Dopo le atmosfere splendidamente cupe di Blue Jasmin, raffigurazione impeccabile della caduta sociale e mentale di una donna ai tempi della crisi economica, Woody Allen si prende un attimo di respiro e ritorna con un po’ più di leggerezza a rifugiarsi nel passato per raccontare una storia dai colori tenui, incentrata su amore, magia e l’irresistibile desiderio di abbandonarsi a quest’ultima per sopravvivere.
Alle note di You Do Something To Me di Cole Porter il compito di introdurci nelle atmosfere del suo quarantaquattresimo film da regista. Siamo alla fine dei ruggenti anni Venti e il celebre illusionista inglese Stanley Crawford (Colin Firth), noto con il nome di Wei Ling Soo, viene invitato in Francia da un suo amico al fine di smascherare una giovane medium americana tanto dotata e capace di incredibili prodigi quanto affascinante. Crawford è un uomo tutto d’un pezzo, razionale e dall’ego smisurato, che non crede alla vita dopo la morte e che si attiene a ciò che vede. Inutile dire che per lui la giovane Sophie (Emma Stone) non è nient’altro che una scaltra truffatrice giunta in Francia per mettere le mani sul denaro della facoltosa famiglia che sta ospitando lei e sua madre.
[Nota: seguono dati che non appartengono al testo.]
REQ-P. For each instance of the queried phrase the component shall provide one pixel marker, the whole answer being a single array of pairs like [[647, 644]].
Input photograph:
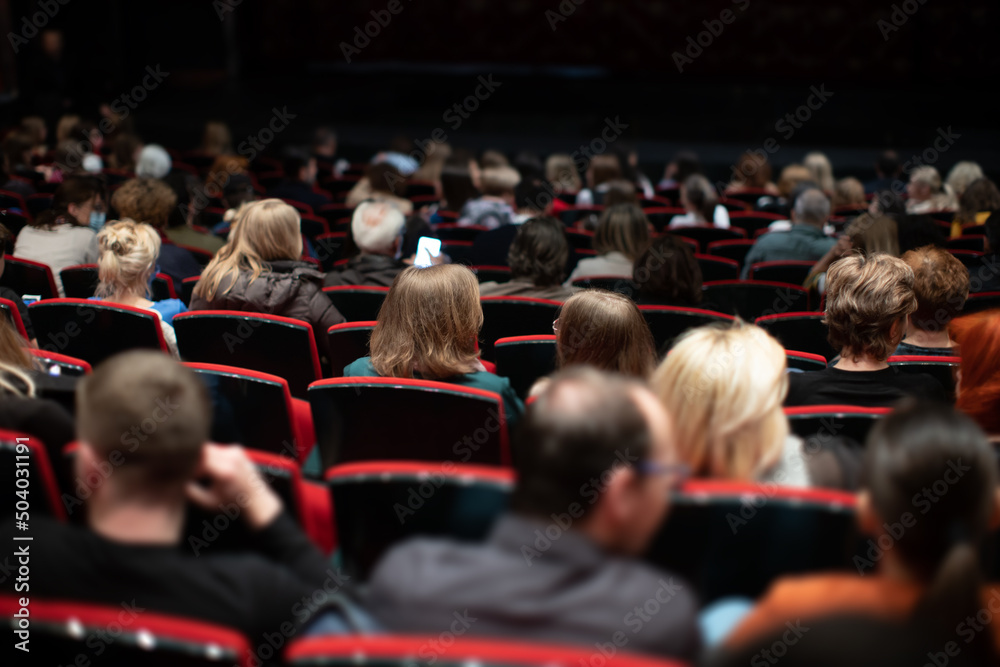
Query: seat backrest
[[751, 299], [399, 651], [94, 330], [9, 310], [61, 632], [378, 504], [805, 332], [38, 494], [943, 369], [506, 316], [272, 344], [349, 341], [669, 322], [832, 421], [357, 303], [27, 277], [250, 408], [376, 418], [525, 359], [734, 539]]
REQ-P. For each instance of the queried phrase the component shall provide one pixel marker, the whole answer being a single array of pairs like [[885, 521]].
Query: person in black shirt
[[143, 423], [867, 302]]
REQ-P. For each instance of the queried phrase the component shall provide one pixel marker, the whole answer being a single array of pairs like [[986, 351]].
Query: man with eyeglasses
[[595, 465]]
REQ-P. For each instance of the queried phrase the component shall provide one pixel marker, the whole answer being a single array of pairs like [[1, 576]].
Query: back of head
[[146, 414], [865, 297], [941, 284], [622, 228], [978, 336], [148, 200], [128, 258], [812, 207], [725, 387], [154, 162], [428, 323], [539, 251], [605, 330], [375, 227], [580, 427], [499, 181], [668, 271]]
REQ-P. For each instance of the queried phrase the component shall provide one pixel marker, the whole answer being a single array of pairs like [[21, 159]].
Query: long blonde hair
[[724, 387], [262, 232], [429, 323], [128, 258]]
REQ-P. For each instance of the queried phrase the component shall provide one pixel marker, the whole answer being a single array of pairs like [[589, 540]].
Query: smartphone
[[427, 248]]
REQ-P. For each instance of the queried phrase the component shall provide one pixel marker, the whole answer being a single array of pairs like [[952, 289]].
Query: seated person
[[867, 302], [428, 329], [701, 202], [495, 206], [559, 566], [941, 284], [377, 229], [537, 261], [932, 562], [151, 201], [622, 235], [729, 423], [667, 274], [133, 546], [66, 233], [259, 270], [300, 175], [126, 267]]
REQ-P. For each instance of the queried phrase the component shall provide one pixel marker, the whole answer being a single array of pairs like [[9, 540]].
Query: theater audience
[[941, 285], [259, 270], [932, 565], [377, 230], [537, 261], [725, 387], [428, 328], [65, 234], [133, 546], [595, 463], [804, 241], [868, 300], [126, 267], [701, 202], [622, 236], [667, 274], [152, 201]]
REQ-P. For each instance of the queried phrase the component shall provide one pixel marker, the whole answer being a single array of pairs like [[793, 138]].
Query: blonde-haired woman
[[724, 387], [126, 266], [428, 328], [260, 270]]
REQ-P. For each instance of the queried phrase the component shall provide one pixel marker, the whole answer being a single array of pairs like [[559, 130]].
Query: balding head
[[812, 207]]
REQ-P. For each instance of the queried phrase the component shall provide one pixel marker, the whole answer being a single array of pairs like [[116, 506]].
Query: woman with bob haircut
[[932, 569], [259, 270], [621, 236], [725, 387], [941, 284], [868, 299], [126, 268], [428, 328]]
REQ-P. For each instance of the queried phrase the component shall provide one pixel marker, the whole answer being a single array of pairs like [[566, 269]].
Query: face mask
[[97, 220]]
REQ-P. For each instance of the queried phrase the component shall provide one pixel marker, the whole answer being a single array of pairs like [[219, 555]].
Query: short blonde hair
[[865, 296], [724, 388], [128, 258], [429, 322]]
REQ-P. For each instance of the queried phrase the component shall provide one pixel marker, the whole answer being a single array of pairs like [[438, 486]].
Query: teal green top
[[512, 406]]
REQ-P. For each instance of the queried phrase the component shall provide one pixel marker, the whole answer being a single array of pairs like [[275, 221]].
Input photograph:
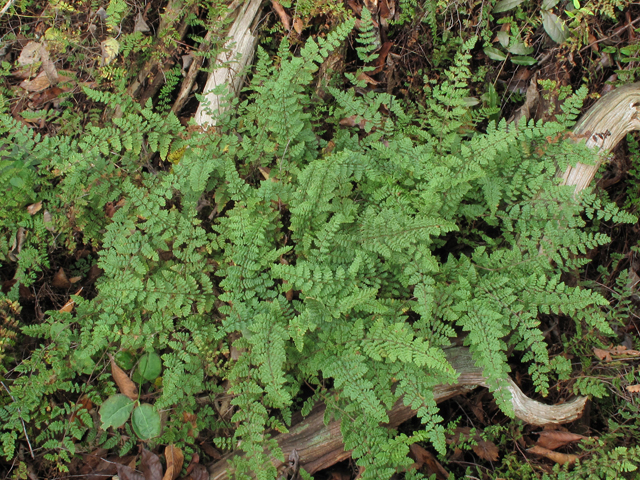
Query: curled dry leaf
[[68, 307], [552, 439], [174, 457], [60, 279], [557, 457], [426, 459], [602, 354], [141, 25], [284, 17], [486, 450], [150, 465], [125, 384], [34, 208], [30, 54]]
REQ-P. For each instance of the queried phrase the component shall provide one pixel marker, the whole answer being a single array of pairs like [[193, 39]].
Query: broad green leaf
[[495, 54], [115, 411], [524, 60], [146, 422], [150, 366], [549, 4], [504, 5], [503, 38], [555, 27], [520, 48]]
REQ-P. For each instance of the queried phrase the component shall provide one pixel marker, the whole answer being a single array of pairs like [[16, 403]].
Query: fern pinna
[[286, 259]]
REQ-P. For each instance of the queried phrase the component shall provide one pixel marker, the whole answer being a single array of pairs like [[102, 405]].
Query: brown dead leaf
[[424, 458], [298, 26], [602, 354], [199, 472], [60, 279], [284, 17], [34, 208], [68, 307], [125, 384], [150, 465], [557, 457], [37, 84], [174, 457], [552, 439], [30, 54], [125, 472], [486, 450], [211, 451]]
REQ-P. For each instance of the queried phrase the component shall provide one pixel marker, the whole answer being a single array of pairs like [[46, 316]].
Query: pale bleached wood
[[606, 123], [242, 43]]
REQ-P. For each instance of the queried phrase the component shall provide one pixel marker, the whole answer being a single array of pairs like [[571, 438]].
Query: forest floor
[[51, 50]]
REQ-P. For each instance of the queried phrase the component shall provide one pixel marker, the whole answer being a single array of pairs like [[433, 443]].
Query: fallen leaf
[[126, 386], [150, 465], [110, 48], [427, 459], [211, 451], [602, 354], [125, 472], [561, 458], [37, 84], [486, 450], [68, 307], [284, 17], [174, 457], [30, 54], [552, 439], [60, 279], [34, 208], [141, 25]]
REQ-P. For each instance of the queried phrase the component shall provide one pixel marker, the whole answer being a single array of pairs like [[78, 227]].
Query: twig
[[24, 428]]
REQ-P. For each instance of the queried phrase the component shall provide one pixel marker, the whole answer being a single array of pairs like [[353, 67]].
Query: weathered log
[[320, 446], [241, 44], [606, 123]]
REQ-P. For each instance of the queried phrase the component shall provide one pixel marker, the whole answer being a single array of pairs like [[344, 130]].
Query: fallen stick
[[319, 446]]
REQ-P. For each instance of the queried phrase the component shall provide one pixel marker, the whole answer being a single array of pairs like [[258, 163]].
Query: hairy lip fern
[[334, 272]]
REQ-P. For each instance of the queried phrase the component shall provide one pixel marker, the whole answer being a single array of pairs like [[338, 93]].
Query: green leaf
[[520, 48], [495, 54], [124, 360], [549, 4], [150, 366], [115, 411], [523, 60], [146, 422], [503, 38], [504, 5], [555, 27]]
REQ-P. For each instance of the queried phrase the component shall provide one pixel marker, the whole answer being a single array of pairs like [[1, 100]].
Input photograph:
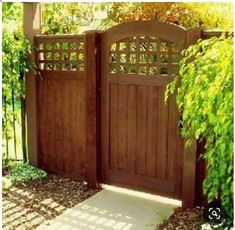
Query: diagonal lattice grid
[[63, 54], [144, 55]]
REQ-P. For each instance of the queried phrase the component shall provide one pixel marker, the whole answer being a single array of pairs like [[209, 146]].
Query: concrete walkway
[[118, 209]]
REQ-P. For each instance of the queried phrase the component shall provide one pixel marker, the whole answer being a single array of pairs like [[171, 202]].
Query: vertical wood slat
[[91, 106], [162, 135], [132, 129], [172, 168], [122, 122], [151, 132], [114, 129], [141, 130]]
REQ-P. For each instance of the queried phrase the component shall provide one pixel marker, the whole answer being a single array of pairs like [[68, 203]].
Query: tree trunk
[[13, 117], [6, 132], [23, 125]]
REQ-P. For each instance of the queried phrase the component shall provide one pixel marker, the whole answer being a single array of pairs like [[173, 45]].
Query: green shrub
[[6, 183], [26, 172], [205, 99]]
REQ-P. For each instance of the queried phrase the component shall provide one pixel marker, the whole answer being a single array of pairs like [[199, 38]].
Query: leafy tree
[[15, 51], [205, 99], [189, 15]]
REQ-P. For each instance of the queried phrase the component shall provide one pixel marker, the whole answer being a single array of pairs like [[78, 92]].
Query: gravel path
[[183, 220], [27, 205]]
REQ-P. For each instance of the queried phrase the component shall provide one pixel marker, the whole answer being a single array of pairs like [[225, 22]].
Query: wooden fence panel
[[61, 107], [101, 115], [140, 142]]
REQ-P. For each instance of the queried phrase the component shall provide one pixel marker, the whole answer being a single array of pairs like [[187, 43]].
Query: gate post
[[190, 153], [92, 107], [32, 27]]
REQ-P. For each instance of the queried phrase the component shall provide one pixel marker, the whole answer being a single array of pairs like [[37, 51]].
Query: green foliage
[[15, 62], [73, 18], [6, 183], [213, 15], [205, 99], [25, 172]]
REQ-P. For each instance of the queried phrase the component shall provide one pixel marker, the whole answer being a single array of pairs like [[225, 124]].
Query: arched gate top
[[163, 30]]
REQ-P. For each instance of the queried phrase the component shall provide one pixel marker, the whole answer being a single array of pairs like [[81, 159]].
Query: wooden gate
[[61, 104], [140, 142], [126, 135]]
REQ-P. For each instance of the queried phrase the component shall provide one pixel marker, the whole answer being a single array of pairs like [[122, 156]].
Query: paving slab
[[111, 209]]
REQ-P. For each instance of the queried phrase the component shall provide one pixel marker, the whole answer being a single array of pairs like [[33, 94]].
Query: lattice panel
[[144, 55], [62, 54]]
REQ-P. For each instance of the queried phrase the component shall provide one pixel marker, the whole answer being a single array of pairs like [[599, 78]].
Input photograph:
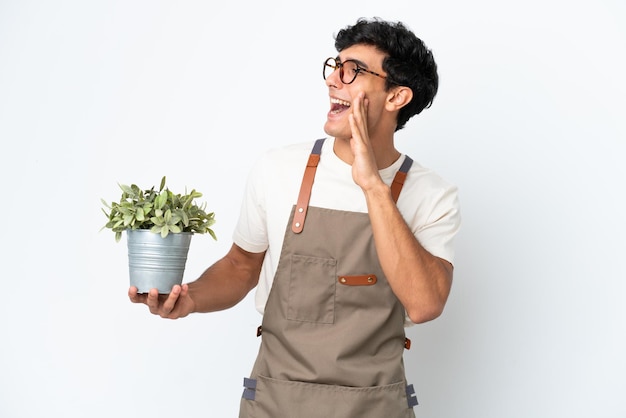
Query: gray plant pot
[[156, 262]]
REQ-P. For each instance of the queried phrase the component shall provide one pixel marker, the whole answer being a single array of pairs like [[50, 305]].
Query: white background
[[528, 122]]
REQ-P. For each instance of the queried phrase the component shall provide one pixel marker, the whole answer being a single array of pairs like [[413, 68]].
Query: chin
[[336, 132]]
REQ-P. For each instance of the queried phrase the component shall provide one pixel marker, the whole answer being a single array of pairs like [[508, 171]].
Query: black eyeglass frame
[[339, 65]]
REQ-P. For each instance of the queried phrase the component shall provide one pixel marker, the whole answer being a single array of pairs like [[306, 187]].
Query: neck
[[384, 151]]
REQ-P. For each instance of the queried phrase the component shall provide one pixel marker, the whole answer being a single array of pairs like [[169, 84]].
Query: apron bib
[[333, 331]]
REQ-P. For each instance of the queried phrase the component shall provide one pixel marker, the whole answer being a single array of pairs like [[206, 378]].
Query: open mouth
[[337, 106]]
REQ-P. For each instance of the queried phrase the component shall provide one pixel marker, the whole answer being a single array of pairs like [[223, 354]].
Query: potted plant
[[159, 225]]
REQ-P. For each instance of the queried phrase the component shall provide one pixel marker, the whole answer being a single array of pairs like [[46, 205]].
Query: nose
[[333, 79]]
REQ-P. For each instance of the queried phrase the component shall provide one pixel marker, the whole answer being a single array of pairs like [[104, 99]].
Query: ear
[[398, 98]]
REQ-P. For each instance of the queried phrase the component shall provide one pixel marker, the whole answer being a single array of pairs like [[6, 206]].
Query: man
[[345, 255]]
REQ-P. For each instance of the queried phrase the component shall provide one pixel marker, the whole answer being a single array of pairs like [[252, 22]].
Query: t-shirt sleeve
[[251, 229], [443, 221]]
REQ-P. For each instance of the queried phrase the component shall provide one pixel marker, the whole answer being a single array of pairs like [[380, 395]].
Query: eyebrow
[[358, 62]]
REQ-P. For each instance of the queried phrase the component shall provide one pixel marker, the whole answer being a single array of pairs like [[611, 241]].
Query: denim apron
[[333, 330]]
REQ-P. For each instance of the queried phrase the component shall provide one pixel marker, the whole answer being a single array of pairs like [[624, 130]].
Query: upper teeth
[[340, 102]]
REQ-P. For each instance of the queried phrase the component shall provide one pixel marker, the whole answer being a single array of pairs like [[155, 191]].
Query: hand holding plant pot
[[159, 226]]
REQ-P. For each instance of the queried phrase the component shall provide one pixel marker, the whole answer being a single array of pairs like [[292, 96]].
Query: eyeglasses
[[348, 70]]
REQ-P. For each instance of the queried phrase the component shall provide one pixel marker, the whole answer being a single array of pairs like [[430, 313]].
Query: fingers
[[134, 296], [159, 304], [358, 118]]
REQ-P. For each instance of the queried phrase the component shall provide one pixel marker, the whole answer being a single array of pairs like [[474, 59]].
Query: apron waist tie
[[407, 342]]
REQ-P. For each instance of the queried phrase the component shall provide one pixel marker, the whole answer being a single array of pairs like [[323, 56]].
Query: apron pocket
[[279, 398], [312, 284]]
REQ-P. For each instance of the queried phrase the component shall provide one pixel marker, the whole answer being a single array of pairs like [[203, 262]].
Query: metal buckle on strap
[[410, 396], [249, 391]]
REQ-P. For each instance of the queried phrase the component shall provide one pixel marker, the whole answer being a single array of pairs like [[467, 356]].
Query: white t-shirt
[[428, 203]]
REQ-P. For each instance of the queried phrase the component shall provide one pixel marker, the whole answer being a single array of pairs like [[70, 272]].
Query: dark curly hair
[[408, 61]]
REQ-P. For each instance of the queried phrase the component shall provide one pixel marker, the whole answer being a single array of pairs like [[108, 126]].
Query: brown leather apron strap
[[306, 186], [398, 180]]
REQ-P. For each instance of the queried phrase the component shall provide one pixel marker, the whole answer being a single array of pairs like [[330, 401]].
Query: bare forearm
[[226, 282], [420, 280]]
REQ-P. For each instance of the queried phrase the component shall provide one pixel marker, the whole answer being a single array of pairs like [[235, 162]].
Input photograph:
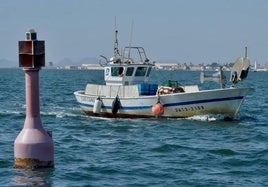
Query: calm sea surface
[[200, 151]]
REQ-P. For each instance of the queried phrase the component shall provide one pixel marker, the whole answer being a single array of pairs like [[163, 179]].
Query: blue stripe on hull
[[173, 104]]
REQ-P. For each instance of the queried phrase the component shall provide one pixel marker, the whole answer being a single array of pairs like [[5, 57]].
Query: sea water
[[89, 151]]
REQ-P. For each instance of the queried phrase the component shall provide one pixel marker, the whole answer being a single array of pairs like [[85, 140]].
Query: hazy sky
[[196, 31]]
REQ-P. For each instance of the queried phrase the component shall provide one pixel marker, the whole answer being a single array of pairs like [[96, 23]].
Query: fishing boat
[[127, 92]]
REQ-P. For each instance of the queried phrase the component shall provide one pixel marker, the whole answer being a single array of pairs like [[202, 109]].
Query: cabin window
[[117, 71], [140, 71], [149, 71], [130, 71]]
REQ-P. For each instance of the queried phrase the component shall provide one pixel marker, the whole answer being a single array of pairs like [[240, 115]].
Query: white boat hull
[[179, 105]]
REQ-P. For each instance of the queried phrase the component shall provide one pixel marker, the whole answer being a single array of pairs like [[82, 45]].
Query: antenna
[[130, 39], [116, 50]]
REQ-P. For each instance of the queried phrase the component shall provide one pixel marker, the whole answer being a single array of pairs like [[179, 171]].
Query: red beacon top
[[31, 51]]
Magic in the Moonlight è una pellicola connotata da forti dualismi, come nella migliore tradizione alleniana, in cui magia e razionalità, ragione e sentimento, cultura britannica e cultura yankee si fronteggiano e finiscono per contaminarsi, amalgamamandosi, e divenendo qualcosa di diverso, complesso e migliore.
Rubacchiando a piene mani dalla sua filmografia (da La rosa purpurea del Cairo a La maledizione dello scorpione di giada) così come dalle screwball comedy di Howard Hawks (Susanna e La signora del venerdì su tutte) il regista newyorkese firma solo apparentemente una delle sue opere più leggere e impalpabili.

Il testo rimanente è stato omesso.